GlobalProtect allows you to protect mobile users by installing the GlobalProtect app on their endpoints and configuring GlobalProtect settings in Prisma Access. GlobalProtect allows you to secure mobile users’ access to all applications, ports, and protocols, and to get consistent security whether the user is inside or outside your network.

When you secure mobile users using GlobalProtect, you will need to define the settings to configure the portal and gateways in the cloud. For example, you will define a portal hostname, set up the IP address pool for your mobile users, and configure DNS settings for your internal domains. You may be able to leverage using existing configurations for some of the required settings, such as what authentication profile to use to authenticate mobile users. If you already have a template with your authentication profiles, certificates, certificate profiles, and server profiles, you can add that template to the predefined template stack during onboarding to simplify the setup process.

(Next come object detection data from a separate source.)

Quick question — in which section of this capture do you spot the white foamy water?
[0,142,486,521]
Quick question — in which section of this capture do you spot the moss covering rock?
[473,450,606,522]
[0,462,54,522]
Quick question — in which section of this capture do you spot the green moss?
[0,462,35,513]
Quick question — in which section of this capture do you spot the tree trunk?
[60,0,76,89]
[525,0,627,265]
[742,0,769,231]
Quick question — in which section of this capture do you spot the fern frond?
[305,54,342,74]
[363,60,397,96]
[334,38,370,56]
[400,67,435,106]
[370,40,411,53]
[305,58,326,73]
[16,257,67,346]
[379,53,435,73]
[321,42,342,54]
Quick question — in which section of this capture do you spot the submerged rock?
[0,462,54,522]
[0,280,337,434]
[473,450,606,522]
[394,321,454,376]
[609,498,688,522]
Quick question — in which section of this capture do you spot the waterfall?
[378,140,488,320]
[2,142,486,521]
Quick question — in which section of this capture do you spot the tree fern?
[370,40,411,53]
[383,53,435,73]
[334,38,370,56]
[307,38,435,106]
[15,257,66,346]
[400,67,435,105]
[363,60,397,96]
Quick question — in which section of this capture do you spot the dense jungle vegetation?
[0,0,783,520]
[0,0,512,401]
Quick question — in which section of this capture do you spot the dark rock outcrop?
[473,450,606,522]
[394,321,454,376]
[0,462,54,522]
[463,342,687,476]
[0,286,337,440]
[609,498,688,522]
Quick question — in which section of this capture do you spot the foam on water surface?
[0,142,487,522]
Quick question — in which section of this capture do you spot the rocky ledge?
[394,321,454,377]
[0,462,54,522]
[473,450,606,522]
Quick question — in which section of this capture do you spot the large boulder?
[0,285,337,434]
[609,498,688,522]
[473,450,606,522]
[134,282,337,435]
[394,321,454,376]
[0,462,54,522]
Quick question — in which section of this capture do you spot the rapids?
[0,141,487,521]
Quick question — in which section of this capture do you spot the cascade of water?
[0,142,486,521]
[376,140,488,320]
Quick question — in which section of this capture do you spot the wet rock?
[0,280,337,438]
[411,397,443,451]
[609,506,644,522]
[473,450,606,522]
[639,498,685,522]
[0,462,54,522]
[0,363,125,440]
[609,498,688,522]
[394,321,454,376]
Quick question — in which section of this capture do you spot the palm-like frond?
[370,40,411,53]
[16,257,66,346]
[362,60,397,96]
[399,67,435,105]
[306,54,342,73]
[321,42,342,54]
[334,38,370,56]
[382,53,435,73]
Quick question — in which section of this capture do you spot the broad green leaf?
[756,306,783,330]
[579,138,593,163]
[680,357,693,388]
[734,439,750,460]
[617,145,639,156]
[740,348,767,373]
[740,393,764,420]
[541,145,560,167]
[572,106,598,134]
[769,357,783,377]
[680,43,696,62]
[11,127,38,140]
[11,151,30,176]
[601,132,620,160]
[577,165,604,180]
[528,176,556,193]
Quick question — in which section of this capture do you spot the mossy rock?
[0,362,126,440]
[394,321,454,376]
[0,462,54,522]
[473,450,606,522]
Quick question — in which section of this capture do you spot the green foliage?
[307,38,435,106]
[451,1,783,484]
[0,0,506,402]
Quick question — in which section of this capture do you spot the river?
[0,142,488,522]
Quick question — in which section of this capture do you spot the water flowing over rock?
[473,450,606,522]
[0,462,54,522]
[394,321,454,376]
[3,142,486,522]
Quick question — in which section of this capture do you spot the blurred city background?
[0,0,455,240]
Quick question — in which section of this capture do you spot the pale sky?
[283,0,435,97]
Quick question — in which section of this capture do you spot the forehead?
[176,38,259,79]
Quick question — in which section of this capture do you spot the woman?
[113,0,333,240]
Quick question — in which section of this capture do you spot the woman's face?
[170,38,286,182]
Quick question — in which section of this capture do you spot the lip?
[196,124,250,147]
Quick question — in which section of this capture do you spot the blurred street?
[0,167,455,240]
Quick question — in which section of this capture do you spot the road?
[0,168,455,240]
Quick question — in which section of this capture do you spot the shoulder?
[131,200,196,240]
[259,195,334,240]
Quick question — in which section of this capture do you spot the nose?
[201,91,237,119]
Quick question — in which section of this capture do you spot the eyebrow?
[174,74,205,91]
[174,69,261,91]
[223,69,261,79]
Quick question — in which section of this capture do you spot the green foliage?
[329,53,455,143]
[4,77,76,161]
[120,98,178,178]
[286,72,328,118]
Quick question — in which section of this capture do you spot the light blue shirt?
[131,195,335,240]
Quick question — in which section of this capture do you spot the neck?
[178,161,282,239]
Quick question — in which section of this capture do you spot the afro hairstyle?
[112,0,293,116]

In addition, if you want your mobile users to be able to connect to your remote network locations, or if you have mobile users in different geographical areas who need direct access to each other’s endpoints, you must configure at least one service connection with placeholder values, even if you don’t plan to use the connection to provide access to your data center or HQ locations. The reason this is required is because, while all remote network locations are fully meshed, Prisma Access gateways (also known as locations) connect to the service connection in a hub-and-spoke architecture to provide access to the internal networks in your Prisma Access infrastructure.